Outside the bullet-riddled Bataclan, Samia and I laid flowers and mourned together, lamenting that the fundamentalists we have been battling for years are still so much stronger than their civil society opponents.  She had written to me after the 13 November attacks to say how deeply saddened she was to see the fundamentalist violence she fled in 1990s Algeria reproducing itself elsewhere.  What was especially mystifying to her, was the way in which some on the left tried to use the history of French colonialism as the excuse (or so-called “explanation”) for these attacks. The same thing happened after 7 January. Samia wrote that “looking for explanations in colonial history is an injury to all victims of blind terrorism.” It also entirely overlooks that Algeria itself lost as many as 200,000 – including many veterans of the liberation struggle – to extremist terrorism in the 1990s, a fact often conveniently forgotten.
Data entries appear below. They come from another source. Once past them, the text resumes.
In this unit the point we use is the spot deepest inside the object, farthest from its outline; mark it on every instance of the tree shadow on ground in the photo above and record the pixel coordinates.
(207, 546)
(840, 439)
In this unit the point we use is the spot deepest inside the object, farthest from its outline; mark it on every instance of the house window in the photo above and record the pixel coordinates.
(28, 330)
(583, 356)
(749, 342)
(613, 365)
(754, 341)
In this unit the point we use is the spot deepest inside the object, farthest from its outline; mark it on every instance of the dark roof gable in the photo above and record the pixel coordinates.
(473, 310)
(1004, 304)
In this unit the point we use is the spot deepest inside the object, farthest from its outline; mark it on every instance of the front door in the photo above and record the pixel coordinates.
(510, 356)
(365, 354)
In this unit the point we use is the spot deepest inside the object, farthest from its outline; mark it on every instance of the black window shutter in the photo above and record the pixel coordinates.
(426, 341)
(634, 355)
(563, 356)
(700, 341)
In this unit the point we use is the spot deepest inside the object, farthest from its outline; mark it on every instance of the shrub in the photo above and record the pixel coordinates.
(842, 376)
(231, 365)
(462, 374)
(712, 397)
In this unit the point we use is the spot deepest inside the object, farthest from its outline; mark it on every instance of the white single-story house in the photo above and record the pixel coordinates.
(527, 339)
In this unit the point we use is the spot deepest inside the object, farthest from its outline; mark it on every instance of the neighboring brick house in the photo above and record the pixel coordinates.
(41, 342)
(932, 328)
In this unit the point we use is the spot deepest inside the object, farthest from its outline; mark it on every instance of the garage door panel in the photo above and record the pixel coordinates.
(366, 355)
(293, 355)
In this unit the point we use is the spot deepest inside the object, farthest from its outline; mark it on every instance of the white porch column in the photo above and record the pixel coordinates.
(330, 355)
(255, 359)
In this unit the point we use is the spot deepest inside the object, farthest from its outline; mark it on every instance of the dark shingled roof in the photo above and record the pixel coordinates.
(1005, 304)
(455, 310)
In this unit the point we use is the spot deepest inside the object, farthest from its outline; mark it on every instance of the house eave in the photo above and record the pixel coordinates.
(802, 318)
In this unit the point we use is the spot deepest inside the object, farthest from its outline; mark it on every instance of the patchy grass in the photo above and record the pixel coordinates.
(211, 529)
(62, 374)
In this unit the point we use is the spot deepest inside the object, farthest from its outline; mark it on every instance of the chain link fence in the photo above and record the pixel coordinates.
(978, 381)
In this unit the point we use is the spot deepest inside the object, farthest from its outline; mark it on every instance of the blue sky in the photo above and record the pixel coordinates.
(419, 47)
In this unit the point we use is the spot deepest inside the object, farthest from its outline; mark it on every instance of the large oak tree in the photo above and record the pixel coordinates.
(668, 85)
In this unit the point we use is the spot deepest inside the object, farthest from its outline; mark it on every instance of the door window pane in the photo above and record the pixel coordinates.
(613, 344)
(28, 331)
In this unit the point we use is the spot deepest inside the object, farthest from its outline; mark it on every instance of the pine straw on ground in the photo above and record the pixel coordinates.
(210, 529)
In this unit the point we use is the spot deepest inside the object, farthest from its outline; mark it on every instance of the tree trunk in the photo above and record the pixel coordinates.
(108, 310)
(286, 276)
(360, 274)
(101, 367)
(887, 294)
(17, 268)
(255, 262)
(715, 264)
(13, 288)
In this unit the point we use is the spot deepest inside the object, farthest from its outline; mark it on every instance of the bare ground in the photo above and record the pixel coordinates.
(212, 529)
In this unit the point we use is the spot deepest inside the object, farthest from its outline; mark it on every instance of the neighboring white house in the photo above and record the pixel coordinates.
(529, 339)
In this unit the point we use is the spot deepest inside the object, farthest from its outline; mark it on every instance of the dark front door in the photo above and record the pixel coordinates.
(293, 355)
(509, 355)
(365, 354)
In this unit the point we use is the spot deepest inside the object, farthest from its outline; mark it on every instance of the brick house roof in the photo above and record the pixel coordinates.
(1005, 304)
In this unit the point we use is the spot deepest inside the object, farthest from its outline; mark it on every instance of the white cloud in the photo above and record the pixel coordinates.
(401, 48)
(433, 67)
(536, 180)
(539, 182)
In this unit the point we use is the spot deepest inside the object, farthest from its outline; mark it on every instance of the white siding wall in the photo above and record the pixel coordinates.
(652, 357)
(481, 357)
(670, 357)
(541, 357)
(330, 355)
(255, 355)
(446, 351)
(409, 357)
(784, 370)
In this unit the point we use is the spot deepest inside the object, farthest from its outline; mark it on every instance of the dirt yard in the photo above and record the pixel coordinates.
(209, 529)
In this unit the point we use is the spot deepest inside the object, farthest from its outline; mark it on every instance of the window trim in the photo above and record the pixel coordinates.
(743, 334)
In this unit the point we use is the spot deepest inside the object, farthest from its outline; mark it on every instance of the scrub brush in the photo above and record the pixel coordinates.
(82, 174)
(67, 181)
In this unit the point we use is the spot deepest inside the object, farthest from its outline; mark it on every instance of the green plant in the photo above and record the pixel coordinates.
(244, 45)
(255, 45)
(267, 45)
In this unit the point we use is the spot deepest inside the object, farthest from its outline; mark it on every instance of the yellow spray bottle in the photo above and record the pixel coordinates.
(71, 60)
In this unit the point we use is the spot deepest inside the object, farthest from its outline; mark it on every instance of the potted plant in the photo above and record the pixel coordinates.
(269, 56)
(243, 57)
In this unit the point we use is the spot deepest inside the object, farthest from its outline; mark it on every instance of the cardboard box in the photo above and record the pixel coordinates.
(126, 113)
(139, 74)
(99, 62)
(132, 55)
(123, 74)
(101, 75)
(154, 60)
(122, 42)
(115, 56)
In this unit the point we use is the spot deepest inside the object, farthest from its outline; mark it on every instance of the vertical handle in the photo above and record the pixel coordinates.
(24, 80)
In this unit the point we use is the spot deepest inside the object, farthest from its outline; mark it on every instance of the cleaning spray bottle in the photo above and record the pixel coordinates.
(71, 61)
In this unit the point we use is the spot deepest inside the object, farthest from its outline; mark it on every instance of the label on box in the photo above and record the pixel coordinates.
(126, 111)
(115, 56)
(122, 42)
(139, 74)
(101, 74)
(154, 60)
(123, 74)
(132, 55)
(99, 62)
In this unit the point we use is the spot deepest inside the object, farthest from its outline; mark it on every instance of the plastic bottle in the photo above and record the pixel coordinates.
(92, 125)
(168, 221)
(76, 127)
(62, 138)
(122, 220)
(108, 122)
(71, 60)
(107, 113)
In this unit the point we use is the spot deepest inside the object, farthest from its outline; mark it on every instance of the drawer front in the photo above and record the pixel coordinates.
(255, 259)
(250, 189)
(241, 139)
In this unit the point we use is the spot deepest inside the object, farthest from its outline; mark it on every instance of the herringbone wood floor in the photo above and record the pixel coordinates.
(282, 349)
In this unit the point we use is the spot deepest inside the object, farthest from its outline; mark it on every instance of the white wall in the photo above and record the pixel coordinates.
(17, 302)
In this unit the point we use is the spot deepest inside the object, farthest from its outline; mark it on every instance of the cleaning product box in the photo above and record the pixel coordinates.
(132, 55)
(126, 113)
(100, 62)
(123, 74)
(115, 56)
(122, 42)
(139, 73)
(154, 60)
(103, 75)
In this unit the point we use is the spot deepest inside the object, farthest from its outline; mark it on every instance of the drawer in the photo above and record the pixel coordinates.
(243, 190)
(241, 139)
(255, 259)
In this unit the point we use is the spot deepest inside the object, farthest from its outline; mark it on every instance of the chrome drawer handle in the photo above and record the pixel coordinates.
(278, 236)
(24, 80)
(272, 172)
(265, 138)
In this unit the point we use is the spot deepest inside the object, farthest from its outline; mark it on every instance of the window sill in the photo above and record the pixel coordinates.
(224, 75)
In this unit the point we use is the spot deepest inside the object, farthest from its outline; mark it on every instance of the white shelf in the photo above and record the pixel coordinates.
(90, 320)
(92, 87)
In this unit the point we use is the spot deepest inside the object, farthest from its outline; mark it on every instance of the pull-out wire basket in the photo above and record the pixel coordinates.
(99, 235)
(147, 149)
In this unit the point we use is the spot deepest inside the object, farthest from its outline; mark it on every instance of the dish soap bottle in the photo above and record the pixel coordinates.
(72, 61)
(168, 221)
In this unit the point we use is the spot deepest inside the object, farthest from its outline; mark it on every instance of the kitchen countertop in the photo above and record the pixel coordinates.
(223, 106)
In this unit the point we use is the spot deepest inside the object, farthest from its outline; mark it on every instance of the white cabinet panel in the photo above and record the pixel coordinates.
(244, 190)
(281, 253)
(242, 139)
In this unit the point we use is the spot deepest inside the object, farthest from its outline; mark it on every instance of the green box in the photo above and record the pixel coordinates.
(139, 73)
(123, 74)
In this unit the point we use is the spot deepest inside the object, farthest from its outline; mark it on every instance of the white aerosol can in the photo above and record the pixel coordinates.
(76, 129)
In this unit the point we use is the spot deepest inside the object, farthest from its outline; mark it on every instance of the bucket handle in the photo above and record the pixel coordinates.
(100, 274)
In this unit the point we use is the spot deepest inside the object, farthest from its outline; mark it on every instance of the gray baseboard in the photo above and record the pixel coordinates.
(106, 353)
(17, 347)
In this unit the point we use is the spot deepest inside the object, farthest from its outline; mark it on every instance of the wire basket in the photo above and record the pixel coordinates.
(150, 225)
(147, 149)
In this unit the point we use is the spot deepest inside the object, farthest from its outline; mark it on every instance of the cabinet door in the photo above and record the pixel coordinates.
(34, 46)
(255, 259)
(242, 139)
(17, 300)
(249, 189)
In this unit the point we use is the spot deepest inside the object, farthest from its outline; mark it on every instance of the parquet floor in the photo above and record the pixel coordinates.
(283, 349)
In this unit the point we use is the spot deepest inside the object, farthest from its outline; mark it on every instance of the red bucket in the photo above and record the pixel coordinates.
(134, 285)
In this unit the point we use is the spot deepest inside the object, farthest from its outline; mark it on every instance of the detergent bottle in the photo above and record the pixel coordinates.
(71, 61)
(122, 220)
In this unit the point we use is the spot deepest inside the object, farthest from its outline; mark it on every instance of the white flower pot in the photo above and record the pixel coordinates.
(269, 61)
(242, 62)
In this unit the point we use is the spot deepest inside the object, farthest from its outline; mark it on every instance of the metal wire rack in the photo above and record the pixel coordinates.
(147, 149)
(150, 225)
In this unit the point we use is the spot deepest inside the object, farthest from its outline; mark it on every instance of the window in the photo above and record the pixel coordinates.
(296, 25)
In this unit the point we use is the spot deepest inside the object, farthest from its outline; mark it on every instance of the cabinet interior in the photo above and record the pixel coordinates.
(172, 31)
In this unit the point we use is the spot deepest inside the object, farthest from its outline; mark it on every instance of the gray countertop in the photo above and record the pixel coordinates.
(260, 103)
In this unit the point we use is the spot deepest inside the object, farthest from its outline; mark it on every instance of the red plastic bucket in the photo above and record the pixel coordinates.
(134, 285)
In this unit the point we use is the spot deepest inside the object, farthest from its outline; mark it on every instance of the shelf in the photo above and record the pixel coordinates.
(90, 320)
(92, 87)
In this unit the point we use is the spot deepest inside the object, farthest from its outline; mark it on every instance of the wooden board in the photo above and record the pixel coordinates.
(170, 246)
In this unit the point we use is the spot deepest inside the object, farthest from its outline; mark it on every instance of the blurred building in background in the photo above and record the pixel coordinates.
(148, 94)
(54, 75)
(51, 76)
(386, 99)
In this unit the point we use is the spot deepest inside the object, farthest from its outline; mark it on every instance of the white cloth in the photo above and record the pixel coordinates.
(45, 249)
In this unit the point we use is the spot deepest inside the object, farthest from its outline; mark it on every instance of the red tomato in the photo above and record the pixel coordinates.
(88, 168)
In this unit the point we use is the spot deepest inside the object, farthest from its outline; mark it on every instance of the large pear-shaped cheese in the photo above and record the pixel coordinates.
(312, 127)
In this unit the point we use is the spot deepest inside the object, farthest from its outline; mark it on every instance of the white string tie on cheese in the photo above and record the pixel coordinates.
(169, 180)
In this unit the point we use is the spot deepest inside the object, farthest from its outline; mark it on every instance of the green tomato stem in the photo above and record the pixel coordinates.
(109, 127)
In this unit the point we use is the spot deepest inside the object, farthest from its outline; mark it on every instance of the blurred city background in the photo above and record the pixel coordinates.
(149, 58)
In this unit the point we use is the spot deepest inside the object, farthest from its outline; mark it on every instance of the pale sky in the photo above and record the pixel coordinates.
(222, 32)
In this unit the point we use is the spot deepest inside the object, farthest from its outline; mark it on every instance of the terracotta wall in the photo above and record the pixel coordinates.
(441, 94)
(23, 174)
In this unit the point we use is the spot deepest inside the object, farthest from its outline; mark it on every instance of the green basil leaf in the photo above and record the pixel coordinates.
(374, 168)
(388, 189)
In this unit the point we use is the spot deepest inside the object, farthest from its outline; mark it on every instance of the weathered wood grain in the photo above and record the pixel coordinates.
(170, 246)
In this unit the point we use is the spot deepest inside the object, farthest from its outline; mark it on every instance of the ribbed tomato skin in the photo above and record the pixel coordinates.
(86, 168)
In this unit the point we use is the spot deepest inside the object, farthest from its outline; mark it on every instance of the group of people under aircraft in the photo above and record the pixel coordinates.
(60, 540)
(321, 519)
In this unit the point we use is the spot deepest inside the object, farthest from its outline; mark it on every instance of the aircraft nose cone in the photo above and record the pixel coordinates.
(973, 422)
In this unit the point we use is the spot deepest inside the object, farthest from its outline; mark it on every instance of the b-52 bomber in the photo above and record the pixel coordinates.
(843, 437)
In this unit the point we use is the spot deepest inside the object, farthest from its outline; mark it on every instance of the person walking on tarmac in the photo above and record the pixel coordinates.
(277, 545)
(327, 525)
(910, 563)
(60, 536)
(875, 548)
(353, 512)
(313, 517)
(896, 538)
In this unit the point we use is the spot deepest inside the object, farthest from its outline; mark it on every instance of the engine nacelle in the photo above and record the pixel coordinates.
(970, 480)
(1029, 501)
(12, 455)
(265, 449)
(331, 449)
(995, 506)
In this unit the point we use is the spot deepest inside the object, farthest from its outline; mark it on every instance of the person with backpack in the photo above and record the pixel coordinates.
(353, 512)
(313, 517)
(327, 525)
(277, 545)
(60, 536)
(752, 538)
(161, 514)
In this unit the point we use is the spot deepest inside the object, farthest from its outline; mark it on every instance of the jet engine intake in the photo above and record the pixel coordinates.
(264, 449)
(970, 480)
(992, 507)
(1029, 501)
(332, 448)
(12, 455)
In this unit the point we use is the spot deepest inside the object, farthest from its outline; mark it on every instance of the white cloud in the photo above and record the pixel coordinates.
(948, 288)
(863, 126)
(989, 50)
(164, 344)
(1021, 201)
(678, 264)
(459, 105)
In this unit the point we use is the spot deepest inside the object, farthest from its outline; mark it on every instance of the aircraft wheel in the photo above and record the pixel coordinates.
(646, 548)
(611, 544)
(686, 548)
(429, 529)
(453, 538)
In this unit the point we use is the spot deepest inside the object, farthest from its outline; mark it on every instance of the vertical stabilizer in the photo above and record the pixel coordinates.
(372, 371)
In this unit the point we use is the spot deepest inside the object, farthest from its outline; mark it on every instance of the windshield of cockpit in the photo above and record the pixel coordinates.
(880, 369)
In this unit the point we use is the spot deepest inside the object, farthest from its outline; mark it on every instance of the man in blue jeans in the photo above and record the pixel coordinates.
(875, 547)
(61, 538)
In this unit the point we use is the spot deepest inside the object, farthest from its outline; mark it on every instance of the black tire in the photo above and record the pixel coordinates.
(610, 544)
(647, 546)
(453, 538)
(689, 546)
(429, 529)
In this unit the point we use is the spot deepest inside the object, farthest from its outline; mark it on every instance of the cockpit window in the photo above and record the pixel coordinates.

Some opponents of colonialism will be fascists. That happens. They’re not allies of people on the left.

All of this complexity seems to have been lost on the authors and signatories of the petition against the granting of the PEN Freedom of Expression Courage award to the Charlie Hebdo staff  signed by a group of mainly Western intellectuals in the name of anti-racism.  They wanted to make clear that they were not Charlie.  They claimed solidarity with Ahmed.  They presumed to know what the Ahmeds of the world think (and that they think alike) while overlookingthe contemporary politics of the Muslim majority regions of the world.  They regretted the killing, but clearly didn’t understand it.

The petition’s authors presumed a) that French Muslims were mostly devout, and b) that this meant they could not stomach satirical drawings – two huge and highly inaccurate presumptions. This was a recurring theme after 7 January – that all Muslims and all people of Muslim heritage were offended by the publication of cartoons (whether they liked the cartoons or not). It is not at all clear how assuming that 1.5 billion people have no sense of humor (and no politics) is anything other than patronizing.

Meanwhile, the campaign to support the presentation of the PEN award to Charlie Hebdo was led by Salman Rushdie, who is of Muslim heritage, and whose name is derived from a great 12th century Andalusian Muslim philosopher Ibn Rushd who likely would not have been terribly troubled by provocative cartoons, and whose own books on philosophy and theology were burned by Muslim fundamentalists while his Christian followers were slain by the Inquisition.

So today, in memory of Charb, Cabu, Wolinksi, Tignous, Bernard Maris, Honoré, Elsa Cayat, Mustapha Ourad, Frédéric Boisseau, Michel Renaud, and the police officers Franck Brinsolaro and Ahmed Merabet who were killed exactly a year ago, and all those who died at the hands of Islamist terrorists in 2015, I say simply, “I am still Charlie.”  It is a battle cry in the ongoing campaign against fundamentalist violence and the ideas that motivate it, which is one of the defining human rights struggles of 2016.  That is perhaps the most important truth about Charlie.